Alright, let’s get to it!

5. G-Eazy feat. Bebe Rexha – “Me, Myself, and I” (#19) / gnash feat. Olivia O’Brien – “i hate u, i love u” (#38)
I didn’t really like VIEWS (more like SNIEWS, amirite?), but listening to knobs like G-Eazy and gnash make me think maybe we’re taking Aubrey for granted, who use twists on his style to significantly lower returns. G-Eazy is the less overt of the two on “Me, Myself, and I” (sadly, not a Beyonce cover), throwing in Drakeian “Yeah”s and using early-to-mid-era Drake cadences that emphasize just how good a job he’s doing staying on the beat. He raps about wanting to be alone to work and how he’s coping with success, and…it’s all just so unmemorable. For a guy who raps that “While y’all follow, we just make trends,” the G in G-Eazy should stand for generic; he’s a blank slate of a rapper and a black hole of charisma on a song that somehow feels like it’s 18 minutes long instead of 4.

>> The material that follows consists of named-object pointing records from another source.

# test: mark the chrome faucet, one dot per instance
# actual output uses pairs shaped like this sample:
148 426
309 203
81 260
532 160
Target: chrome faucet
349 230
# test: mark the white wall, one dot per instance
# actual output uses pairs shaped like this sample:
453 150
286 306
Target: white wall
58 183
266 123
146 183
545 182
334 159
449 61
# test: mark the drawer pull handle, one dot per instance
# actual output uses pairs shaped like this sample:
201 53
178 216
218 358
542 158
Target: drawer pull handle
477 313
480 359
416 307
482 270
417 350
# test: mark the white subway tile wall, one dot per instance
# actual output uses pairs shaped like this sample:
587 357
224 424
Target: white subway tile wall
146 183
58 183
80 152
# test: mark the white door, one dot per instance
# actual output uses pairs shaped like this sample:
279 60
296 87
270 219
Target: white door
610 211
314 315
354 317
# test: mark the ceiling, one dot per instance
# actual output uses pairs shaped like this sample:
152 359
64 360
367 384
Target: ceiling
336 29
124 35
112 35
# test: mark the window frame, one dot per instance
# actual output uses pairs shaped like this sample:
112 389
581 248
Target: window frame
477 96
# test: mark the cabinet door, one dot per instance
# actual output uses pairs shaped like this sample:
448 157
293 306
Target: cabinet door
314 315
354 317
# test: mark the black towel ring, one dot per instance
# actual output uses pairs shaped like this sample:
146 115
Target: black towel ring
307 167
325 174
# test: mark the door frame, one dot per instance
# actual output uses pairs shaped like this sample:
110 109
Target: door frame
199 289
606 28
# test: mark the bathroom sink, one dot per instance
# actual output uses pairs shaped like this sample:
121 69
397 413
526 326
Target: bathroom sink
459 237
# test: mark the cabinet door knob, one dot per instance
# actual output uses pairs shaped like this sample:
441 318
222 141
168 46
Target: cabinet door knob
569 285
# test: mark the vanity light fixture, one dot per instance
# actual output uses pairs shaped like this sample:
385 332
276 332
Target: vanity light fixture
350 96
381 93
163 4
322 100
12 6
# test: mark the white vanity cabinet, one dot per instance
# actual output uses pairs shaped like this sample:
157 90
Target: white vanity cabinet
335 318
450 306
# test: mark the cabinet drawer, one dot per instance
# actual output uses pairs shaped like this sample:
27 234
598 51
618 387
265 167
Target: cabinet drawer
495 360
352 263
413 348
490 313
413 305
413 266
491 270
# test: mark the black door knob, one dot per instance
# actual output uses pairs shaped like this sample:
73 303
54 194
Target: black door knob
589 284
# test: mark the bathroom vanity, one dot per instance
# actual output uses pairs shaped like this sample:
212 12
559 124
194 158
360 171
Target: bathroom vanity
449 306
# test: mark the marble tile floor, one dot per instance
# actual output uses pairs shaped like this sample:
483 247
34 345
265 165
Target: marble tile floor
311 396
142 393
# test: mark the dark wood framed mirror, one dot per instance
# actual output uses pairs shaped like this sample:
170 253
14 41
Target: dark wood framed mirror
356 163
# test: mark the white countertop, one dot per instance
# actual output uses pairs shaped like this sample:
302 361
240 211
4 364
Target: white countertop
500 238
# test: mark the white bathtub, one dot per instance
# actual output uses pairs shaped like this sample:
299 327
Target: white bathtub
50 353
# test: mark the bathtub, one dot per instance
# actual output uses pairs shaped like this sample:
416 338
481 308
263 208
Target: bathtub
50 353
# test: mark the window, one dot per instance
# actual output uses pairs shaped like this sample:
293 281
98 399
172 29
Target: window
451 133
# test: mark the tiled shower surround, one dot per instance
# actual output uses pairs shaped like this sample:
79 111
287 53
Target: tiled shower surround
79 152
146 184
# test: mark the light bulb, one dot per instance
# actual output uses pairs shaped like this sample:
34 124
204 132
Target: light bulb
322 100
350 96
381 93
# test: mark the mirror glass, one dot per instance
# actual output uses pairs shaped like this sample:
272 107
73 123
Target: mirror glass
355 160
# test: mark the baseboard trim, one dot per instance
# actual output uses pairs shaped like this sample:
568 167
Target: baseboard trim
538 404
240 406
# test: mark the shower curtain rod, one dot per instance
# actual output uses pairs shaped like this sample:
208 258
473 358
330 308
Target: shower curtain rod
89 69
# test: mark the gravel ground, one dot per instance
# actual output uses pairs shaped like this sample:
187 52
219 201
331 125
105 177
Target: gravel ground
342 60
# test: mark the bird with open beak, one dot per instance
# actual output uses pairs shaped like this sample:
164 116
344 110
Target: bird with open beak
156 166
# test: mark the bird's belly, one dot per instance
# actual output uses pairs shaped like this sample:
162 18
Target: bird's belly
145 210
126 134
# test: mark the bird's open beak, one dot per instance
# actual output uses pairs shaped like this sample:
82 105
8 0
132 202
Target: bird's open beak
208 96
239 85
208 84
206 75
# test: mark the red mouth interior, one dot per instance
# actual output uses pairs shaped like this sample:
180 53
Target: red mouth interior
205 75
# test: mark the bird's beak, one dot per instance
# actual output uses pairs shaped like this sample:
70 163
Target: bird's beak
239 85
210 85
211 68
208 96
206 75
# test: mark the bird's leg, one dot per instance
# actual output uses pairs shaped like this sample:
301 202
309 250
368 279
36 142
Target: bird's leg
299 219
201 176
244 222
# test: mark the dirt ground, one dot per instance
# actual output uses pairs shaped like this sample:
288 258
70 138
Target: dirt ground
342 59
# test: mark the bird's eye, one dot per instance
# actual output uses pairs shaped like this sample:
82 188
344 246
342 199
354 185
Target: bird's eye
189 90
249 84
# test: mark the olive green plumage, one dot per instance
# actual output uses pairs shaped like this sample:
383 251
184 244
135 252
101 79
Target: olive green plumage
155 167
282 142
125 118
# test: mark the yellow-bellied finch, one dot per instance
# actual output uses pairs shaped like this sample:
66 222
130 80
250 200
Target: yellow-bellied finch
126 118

The other plodding, fake-deep, introspective rap track with the hook by a jazzy singer and bars from a dude who looks like Macklemore after getting attacked by Alex Turner tumblr gifs is gnash’s “i hate u, i love u.” If G-Eazy looked at Drake’s flow and thought “Oh, that sounds easy, let’s try it,” then gnash looked at his whole persona and went “Okay, but do I actually have to try?” “i hate u, i love u” sounds like someone was told to make a Take Care track from the memory of hearing it once, and they had to keep every line they wrote. How else do you explain corny shit like “If I pulled a you on you, you wouldn’t like that shit,” or “Wedding bells were just alarms/Caution tape around my heart,” or Now all my drinks and my feelings are fucking mixed” making it out of the first draft? gnash’s mumblecore delivery where he raps every line without conviction only makes them sound pettier and less interesting, like a dude who wants to tell you about his relationship problems, but only after he baits you into asking. Which, y’know, I’m not.

What both these clowns miss is that Drake’s ear for beats is like, 60% of his appeal. You can’t put someone as prone to flatfooted raps and clumsy punchlines as he is on just any track; you’ve gotta give him a sound that makes him obsessing over his fake problems sound profound instead of insufferable (at least most of the time). But G-Eazy and gnash trying their thing over Great Value 40 and Diet Boi1da tracks only highlights their weaknesses. Avoid these two altogether; if you’re hearing this, it’s too late.


4. Shawn Mendes and Camila Cabello – “I Know What You Did Last Summer” (#86)
Shawn Mendes is not the problem here.

I mean, he’s still a problem, but for someone as chronically inept as Mendes, the move from being the problem to a problem counts as progress. The problem with “I Know What You Did Last Summer” is how much it flails as a song. Its aggro-acoustic strumming is noodling instead of impassioned, the verses crumble under the story they’re supposed to tell, and the hooks all sound like they were written for different songs–it fails Songwriting 101. Everything else: Fifth Harmony member Camila Cabello’s super oversinging, the audacity to crib from Bill Withers’ “Ain’t No Sunshine,” Mendes and Cabello’s total lack of chemistry, and Mendes’s Diet Timberlake act on the chorus just contribute to this thing’s death by 1,000 cuts. I don’t know why Cabello and Mendes needed to reference a movie as old as they are, but what I do know is that no one needs to remember I Know What You Did Last Summer, either version.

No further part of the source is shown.